Archiving status Saved!
Project source Unknown
Project tracker Unknown
IRC channel #archiveteam

Status: Online Saves Images?: Yes

4plebs is shedding all full-sized images dating before April 2014, about 240GBs worth of data, due to storage limits. We need to retrieve this data and put it on the Internet Archive for safekeeping.

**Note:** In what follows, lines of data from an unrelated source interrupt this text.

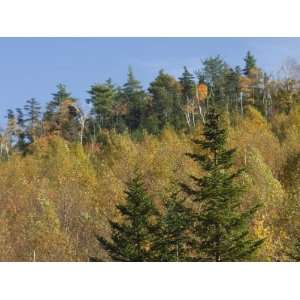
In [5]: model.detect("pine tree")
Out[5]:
[153,193,193,261]
[91,175,159,262]
[243,51,256,76]
[182,109,262,262]
[179,67,195,100]
[87,79,116,128]
[44,83,75,121]
[16,108,27,152]
[24,98,41,141]
[121,67,146,130]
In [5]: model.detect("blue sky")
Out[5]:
[0,38,300,125]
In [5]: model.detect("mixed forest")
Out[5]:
[0,52,300,262]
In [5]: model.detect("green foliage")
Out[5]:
[182,110,262,261]
[243,51,256,76]
[152,194,193,261]
[92,175,158,262]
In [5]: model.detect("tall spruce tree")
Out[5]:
[24,98,41,141]
[153,193,193,262]
[179,67,195,101]
[182,108,262,262]
[87,79,116,128]
[121,67,147,130]
[91,175,159,262]
[243,51,256,76]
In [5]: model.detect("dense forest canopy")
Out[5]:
[0,52,300,261]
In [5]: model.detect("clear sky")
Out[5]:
[0,38,300,125]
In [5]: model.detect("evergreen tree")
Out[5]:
[6,109,17,145]
[87,79,116,128]
[179,67,195,100]
[24,98,41,128]
[121,67,147,130]
[16,108,27,152]
[153,194,193,261]
[24,98,41,142]
[91,175,159,262]
[243,51,256,76]
[182,109,262,262]
[149,70,185,130]
[197,55,227,102]
[44,83,75,121]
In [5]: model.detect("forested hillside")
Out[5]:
[0,52,300,261]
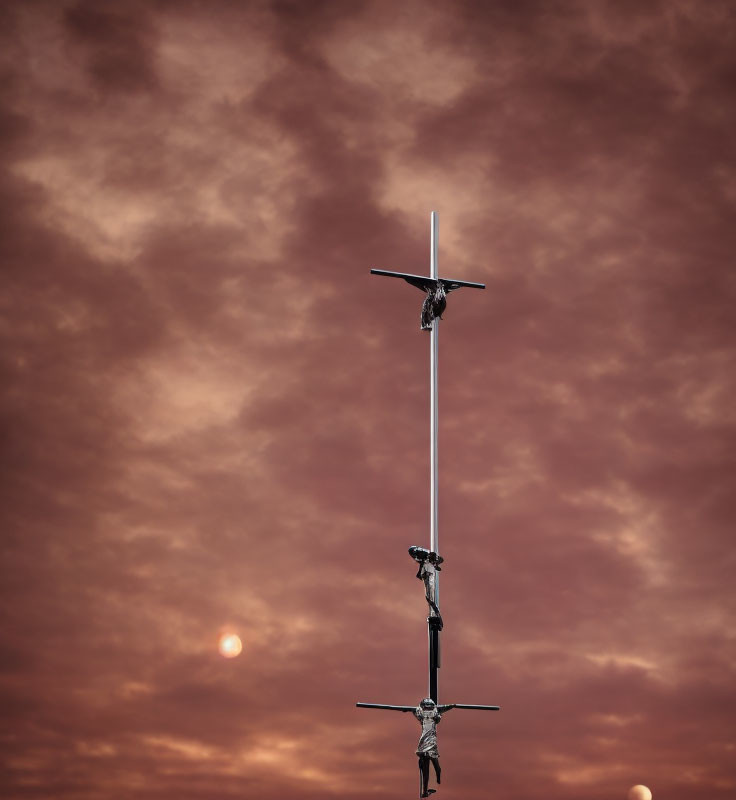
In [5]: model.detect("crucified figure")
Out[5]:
[409,545,444,630]
[355,697,499,797]
[414,697,455,797]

The Bibliotheca Anonoma has recieved the pruned images from 4plebs via tar piping, and will be uploading to the Internet Archive shortly.

List of Boards

Board Date of Oldest Thread Pedigree
/adv/ - Advice 2014-01-12 4plebs.org
/f/ - Flash 2014-03-15 4plebs.org
/hr/ - High Resolution 2012-12-01 (around birth) 4plebs.org
/o/ - Auto 2013-03-13 4plebs.org
/pol/ - Politically Incorrect 2013-10-28 4plebs.org
/s4s/ - Shit 4chan Says 2013-10-05 4plebs.org
/sp/ - Sports 2012-06-11 4plebs.org <- not4plebs.org <- (late 2014 threads lost) <- Archive.moe <- foolz.us
/tg/ Traditional Games 2011-06-26 4plebs.org
/trv/ - Travel 2012-07-02 4plebs.org
/x/ - Paranormal 2013-04-01 4plebs.org

Method 1: Web Scraping

Using wget, we just scrape the images off the server. It's not elegant, but it works, and thankfully the admin has provided some image lists. (change board name in URL to view another list) This will take about a month at least, and that's assuming we're scraping in parallel. The following bash script is used:

!/bin/bash
board="tg"
wget http://img.4plebs.org/boards/$board/image/to_be_removed_in_order.txt
sed -e 's|^./|http://img.4plebs.org/boards/$board/image/|g' -i to_be_removed_in_order.txt
wget -b --tries=10 -nc -c -i to_be_removed_in_order.txt --user-agent="Bibliotheca Anonoma Website Archiver/1.1 (+http://github.com/bibanon/bibanon/wiki)" -w 1

Web Scraping ETA

Below are rough estimates for scraping time, procedurally calculated based on the amount of images listed.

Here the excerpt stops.